As far as I can understand it, the argument goes so: Take linear homotopies $x_t,y_t$. They will not be point-wise idempotents, but $x_t^2-x_t$ and $y_t^2-y_t$ are small enough so that the spectra of $x_t$ and $y_t$ are both contained in $\Omega=\mathbb C-(\frac 12+i\mathbb R)$. Let $\chi\colon\Omega\to\{0,1\}\subset\mathbb C$ be the locally constant (hence holomorphic) function which maps the component of $0$ onto $0$ and the component of $1$ onto $1$. Then $\chi(x_t),\chi(y_t)$ are defined via holomorphic functional calculus, and $\chi(x_t)-\chi(y_t)$ is compact by naturality of the holomorphic functional calculus.

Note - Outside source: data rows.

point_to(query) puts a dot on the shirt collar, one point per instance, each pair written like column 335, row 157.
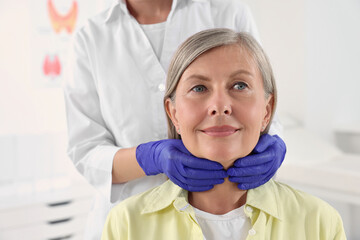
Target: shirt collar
column 121, row 5
column 266, row 198
column 165, row 195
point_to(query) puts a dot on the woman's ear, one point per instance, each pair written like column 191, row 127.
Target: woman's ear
column 171, row 112
column 268, row 110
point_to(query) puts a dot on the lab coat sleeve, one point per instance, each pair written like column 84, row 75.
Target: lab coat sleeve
column 91, row 146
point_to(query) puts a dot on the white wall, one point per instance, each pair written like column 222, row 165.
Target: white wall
column 32, row 116
column 333, row 63
column 315, row 51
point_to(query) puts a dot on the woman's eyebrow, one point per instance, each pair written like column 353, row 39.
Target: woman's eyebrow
column 197, row 76
column 241, row 72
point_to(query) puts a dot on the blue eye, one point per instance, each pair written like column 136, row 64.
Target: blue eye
column 199, row 88
column 240, row 86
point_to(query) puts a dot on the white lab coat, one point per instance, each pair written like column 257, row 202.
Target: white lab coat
column 115, row 98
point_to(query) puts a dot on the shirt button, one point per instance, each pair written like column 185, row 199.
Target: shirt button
column 252, row 232
column 161, row 87
column 249, row 209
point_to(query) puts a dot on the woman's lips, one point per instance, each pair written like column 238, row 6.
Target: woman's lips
column 220, row 131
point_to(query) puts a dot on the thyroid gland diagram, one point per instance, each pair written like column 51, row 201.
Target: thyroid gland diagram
column 60, row 22
column 51, row 66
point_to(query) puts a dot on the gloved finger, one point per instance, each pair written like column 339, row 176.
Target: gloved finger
column 250, row 171
column 255, row 159
column 194, row 162
column 264, row 142
column 193, row 173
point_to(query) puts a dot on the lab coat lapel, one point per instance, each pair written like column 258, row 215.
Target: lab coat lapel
column 142, row 53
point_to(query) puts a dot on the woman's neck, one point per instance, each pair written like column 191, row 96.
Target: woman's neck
column 221, row 199
column 149, row 11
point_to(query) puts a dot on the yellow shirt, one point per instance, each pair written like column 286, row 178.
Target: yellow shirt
column 276, row 210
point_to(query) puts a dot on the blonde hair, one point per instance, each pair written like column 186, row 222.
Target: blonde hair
column 206, row 40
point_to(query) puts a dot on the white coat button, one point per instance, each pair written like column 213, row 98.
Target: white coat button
column 249, row 209
column 252, row 232
column 161, row 87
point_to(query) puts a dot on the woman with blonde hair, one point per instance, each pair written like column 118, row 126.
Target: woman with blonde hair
column 220, row 98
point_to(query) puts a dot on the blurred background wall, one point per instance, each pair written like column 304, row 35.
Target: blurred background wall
column 315, row 52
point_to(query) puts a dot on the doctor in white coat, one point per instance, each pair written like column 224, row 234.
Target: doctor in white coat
column 114, row 102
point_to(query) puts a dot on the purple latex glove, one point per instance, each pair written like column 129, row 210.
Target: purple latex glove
column 172, row 158
column 261, row 165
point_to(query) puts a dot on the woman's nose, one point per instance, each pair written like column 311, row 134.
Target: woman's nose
column 220, row 105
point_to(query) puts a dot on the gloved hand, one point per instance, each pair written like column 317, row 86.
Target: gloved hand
column 257, row 168
column 172, row 158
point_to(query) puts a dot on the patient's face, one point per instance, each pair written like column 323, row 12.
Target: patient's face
column 220, row 105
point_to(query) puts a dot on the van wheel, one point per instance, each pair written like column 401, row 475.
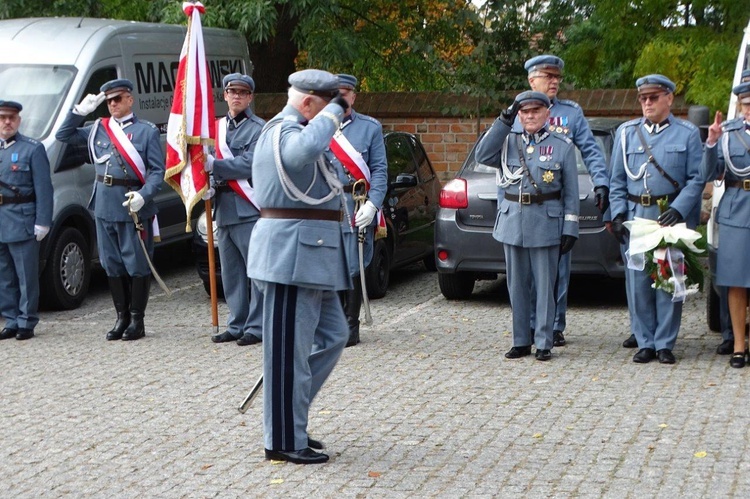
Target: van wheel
column 378, row 273
column 713, row 316
column 457, row 286
column 65, row 280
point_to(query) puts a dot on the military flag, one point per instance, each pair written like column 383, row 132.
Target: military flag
column 190, row 127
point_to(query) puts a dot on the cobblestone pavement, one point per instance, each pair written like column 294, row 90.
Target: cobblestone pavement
column 425, row 406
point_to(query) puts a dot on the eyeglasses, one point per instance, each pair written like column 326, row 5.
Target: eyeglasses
column 548, row 76
column 649, row 98
column 240, row 93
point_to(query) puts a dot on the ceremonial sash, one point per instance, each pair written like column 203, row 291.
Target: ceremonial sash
column 355, row 164
column 131, row 156
column 241, row 187
column 350, row 157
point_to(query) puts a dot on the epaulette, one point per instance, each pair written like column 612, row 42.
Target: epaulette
column 570, row 103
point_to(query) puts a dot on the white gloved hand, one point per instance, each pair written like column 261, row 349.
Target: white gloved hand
column 365, row 214
column 134, row 202
column 210, row 192
column 40, row 232
column 89, row 104
column 209, row 164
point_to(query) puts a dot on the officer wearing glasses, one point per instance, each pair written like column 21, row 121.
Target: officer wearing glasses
column 236, row 208
column 129, row 163
column 566, row 118
column 655, row 157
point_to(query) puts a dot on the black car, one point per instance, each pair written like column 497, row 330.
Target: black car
column 410, row 207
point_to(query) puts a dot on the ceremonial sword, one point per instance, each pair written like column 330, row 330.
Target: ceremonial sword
column 359, row 195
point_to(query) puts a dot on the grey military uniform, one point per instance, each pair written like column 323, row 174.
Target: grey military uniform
column 235, row 220
column 24, row 176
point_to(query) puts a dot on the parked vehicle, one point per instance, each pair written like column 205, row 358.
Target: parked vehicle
column 712, row 235
column 410, row 207
column 48, row 65
column 465, row 249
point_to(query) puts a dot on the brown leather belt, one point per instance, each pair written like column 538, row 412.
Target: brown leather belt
column 108, row 180
column 742, row 184
column 649, row 199
column 528, row 198
column 301, row 214
column 17, row 199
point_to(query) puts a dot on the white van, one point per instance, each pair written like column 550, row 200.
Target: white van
column 48, row 65
column 712, row 297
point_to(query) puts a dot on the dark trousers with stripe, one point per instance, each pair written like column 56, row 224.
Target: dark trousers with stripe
column 304, row 334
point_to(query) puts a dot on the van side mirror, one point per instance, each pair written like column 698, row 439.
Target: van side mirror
column 698, row 116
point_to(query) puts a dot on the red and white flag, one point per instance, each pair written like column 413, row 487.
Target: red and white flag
column 190, row 128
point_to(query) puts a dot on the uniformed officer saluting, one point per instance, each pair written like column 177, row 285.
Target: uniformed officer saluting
column 25, row 218
column 538, row 209
column 728, row 152
column 358, row 152
column 129, row 165
column 566, row 117
column 236, row 208
column 299, row 261
column 654, row 157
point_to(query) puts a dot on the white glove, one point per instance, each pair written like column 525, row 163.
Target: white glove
column 134, row 202
column 365, row 214
column 40, row 232
column 89, row 104
column 209, row 164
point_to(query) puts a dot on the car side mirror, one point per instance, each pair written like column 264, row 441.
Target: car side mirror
column 404, row 181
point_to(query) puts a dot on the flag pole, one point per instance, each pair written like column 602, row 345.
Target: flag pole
column 212, row 266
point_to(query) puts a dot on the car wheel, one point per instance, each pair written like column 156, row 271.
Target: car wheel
column 457, row 286
column 66, row 276
column 712, row 309
column 378, row 272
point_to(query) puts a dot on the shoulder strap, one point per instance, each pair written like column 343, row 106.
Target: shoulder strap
column 653, row 161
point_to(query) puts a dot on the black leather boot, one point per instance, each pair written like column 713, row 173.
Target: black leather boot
column 138, row 300
column 351, row 309
column 119, row 286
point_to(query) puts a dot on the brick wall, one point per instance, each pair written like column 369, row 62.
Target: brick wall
column 448, row 125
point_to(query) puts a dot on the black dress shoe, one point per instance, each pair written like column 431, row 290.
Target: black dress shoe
column 666, row 356
column 737, row 360
column 315, row 444
column 518, row 352
column 247, row 339
column 7, row 334
column 558, row 339
column 304, row 456
column 224, row 337
column 24, row 334
column 543, row 354
column 725, row 347
column 631, row 342
column 644, row 356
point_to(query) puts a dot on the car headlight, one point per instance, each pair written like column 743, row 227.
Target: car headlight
column 202, row 228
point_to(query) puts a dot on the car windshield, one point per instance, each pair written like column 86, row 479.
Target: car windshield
column 40, row 90
column 472, row 165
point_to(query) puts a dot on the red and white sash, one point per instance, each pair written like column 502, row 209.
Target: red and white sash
column 241, row 187
column 131, row 156
column 355, row 164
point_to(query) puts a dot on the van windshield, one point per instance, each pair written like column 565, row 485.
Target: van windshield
column 40, row 90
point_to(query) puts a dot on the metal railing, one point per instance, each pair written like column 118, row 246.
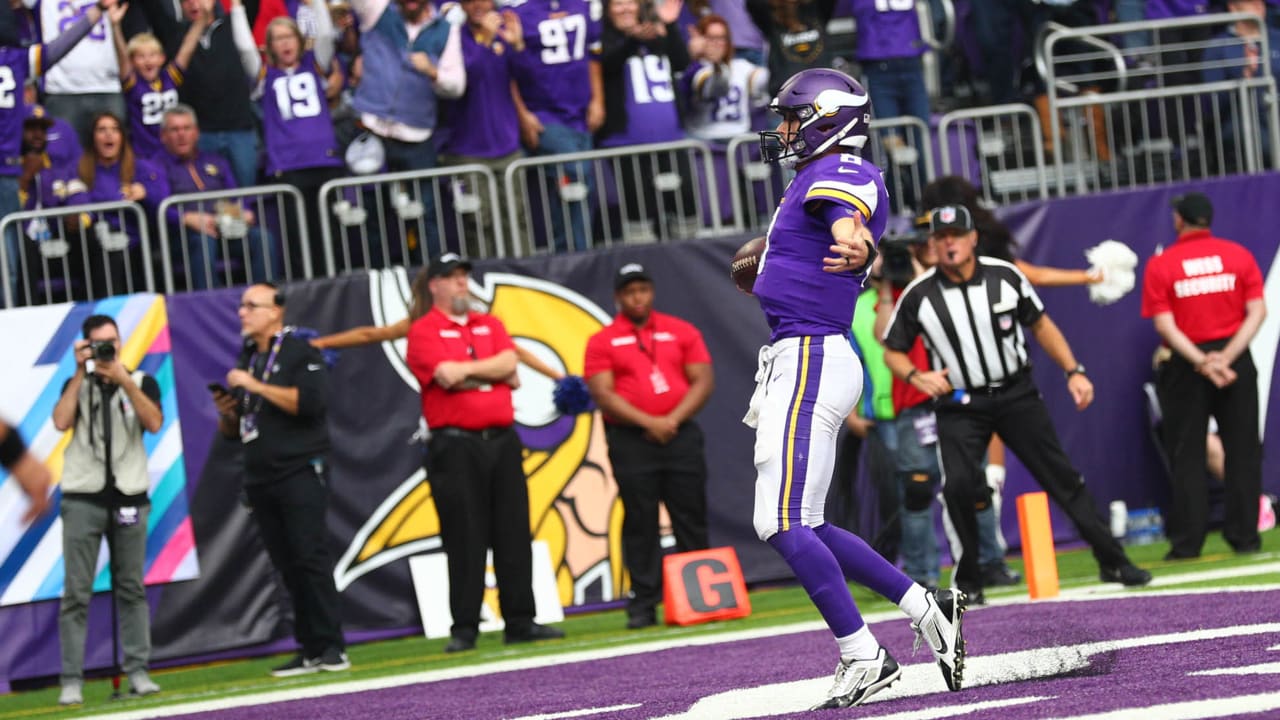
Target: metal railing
column 1156, row 117
column 999, row 149
column 636, row 194
column 755, row 186
column 371, row 222
column 906, row 162
column 228, row 237
column 74, row 253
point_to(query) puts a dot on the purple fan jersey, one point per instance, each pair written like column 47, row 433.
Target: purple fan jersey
column 146, row 103
column 798, row 297
column 297, row 131
column 652, row 114
column 483, row 122
column 887, row 28
column 561, row 39
column 17, row 64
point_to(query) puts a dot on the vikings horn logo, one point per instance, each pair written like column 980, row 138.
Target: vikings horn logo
column 572, row 496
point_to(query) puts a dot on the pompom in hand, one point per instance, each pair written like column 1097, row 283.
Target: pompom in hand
column 571, row 396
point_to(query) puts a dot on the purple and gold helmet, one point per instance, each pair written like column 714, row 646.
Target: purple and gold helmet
column 833, row 110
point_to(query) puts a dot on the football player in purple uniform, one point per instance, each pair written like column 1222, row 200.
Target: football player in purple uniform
column 151, row 85
column 821, row 241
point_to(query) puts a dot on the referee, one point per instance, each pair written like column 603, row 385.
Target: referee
column 970, row 311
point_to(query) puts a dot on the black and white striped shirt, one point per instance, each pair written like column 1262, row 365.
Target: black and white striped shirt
column 976, row 328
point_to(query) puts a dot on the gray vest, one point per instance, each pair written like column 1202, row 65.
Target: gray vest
column 85, row 460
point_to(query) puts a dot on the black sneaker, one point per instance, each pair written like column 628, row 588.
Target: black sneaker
column 859, row 679
column 332, row 660
column 297, row 666
column 1129, row 575
column 530, row 633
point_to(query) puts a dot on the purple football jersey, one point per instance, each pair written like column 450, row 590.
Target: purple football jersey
column 887, row 30
column 561, row 39
column 483, row 122
column 297, row 131
column 652, row 113
column 798, row 297
column 17, row 64
column 146, row 103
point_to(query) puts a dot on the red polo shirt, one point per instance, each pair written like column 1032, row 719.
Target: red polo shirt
column 648, row 363
column 434, row 338
column 1205, row 282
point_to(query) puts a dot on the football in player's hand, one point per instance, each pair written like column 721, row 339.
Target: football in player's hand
column 745, row 264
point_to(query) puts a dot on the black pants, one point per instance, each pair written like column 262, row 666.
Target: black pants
column 309, row 181
column 478, row 481
column 1018, row 414
column 844, row 507
column 1187, row 400
column 289, row 513
column 648, row 473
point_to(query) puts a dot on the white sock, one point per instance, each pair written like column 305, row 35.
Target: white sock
column 915, row 602
column 858, row 646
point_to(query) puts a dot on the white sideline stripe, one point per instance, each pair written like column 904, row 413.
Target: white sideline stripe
column 1192, row 710
column 580, row 712
column 673, row 639
column 1265, row 669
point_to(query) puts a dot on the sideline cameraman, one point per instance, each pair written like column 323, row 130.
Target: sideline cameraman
column 105, row 493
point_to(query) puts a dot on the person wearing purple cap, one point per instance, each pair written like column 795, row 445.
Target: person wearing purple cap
column 1205, row 296
column 821, row 241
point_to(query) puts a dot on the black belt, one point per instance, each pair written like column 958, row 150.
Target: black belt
column 488, row 433
column 1004, row 386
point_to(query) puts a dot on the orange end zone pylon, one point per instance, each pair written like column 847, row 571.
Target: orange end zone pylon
column 1038, row 554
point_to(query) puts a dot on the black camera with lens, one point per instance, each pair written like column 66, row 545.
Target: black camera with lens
column 104, row 350
column 896, row 256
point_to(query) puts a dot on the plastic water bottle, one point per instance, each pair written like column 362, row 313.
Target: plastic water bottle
column 1119, row 519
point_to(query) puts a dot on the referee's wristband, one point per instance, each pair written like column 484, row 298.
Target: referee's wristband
column 12, row 449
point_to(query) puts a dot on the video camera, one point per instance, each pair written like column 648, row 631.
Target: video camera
column 104, row 350
column 896, row 256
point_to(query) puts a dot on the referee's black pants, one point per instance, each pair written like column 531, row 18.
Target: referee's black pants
column 289, row 514
column 1187, row 400
column 1018, row 414
column 648, row 473
column 478, row 482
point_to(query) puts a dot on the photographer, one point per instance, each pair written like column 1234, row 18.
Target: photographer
column 105, row 493
column 275, row 405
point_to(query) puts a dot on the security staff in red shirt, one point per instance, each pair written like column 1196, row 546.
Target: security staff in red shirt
column 465, row 363
column 1205, row 296
column 650, row 373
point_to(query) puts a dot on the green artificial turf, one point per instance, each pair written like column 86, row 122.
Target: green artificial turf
column 769, row 607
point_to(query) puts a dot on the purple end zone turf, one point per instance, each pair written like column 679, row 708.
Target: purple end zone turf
column 671, row 682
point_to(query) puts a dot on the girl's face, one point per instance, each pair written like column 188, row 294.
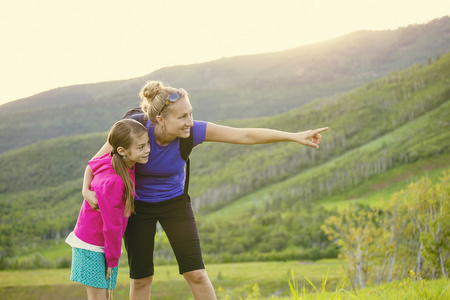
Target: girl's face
column 179, row 121
column 138, row 151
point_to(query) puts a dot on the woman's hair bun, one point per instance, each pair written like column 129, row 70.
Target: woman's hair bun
column 150, row 90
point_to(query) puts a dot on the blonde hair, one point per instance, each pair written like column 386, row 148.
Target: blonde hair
column 122, row 134
column 154, row 96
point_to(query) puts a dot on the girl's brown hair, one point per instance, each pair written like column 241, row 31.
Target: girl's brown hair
column 154, row 96
column 122, row 134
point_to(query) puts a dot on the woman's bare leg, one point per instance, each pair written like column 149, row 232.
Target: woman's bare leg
column 96, row 293
column 200, row 285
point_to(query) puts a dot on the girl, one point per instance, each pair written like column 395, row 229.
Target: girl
column 97, row 238
column 161, row 196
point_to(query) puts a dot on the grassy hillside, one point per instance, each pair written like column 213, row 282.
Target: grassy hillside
column 386, row 124
column 230, row 88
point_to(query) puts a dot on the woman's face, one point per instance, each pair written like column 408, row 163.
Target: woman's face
column 179, row 120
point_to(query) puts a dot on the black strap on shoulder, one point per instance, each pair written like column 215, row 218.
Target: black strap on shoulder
column 186, row 180
column 186, row 146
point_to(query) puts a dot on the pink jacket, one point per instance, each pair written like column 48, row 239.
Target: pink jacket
column 105, row 228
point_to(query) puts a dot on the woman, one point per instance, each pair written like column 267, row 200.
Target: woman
column 160, row 194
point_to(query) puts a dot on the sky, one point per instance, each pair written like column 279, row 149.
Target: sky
column 45, row 44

Now my question is: Why is this a homotopy between the $e_i$ or the $f_i$? I would think that this follows again from the naturality of the functional calculus, applied to the evaluation maps at time $0$ and $1$, but then one would need that $\chi(p)=p$ whenever $p$ is actually an idempotent. Of course, the Spectral Mapping Theorem gives that the spectrum of $\chi(p)-p=(\chi-\mathrm{id})(p)$ contains only $0$. But I cannot see that actually $\chi(p)-p=0$.
Best Answer
Let $e$ be an idempotent, and for $j=0,1$, let $\gamma_j$ be the positively oriented circle centered at $j$ with radius $\frac14$, and let $\Gamma$ be the union of these contours. For $z\in\mathbb C\setminus\{0,1\}$, we have $$(z-e)^{-1}=(z-1)^{-1}e+z^{-1}(1-e),$$ so that \begin{align*} \chi(e)&=\frac{1}{2\pi i}\int_\Gamma\chi(z)(z-e)^{-1}\ dz\\ &=\frac{1}{2\pi i}\int_{\gamma_0}\chi(z)(z-e)^{-1}\ dz+\frac{1}{2\pi i}\int_{\gamma_1}\chi(z)(z-e)^{-1}\ dz\\ &=0+\operatorname{Ind}_{\gamma_1}(1)e+\operatorname{Ind}_{\gamma_1}(0)(1-e)\\ &=e. \end{align*}
That this is a homotopy follows from the fact that $\cup_{t\in[0,1]}\sigma(x_t)$ lies in a compact subset of $\mathbb C\setminus\{\frac12+it:t\in\mathbb R\}$ (and similarly for the $y_t$). So you can take a single contour to define $\chi(x_t)$ (resp. $\chi(y_t)$) for all $t$. Then basic norm estimates show that $t\mapsto e_t$ (resp. $t\mapsto f_t$) is continuous.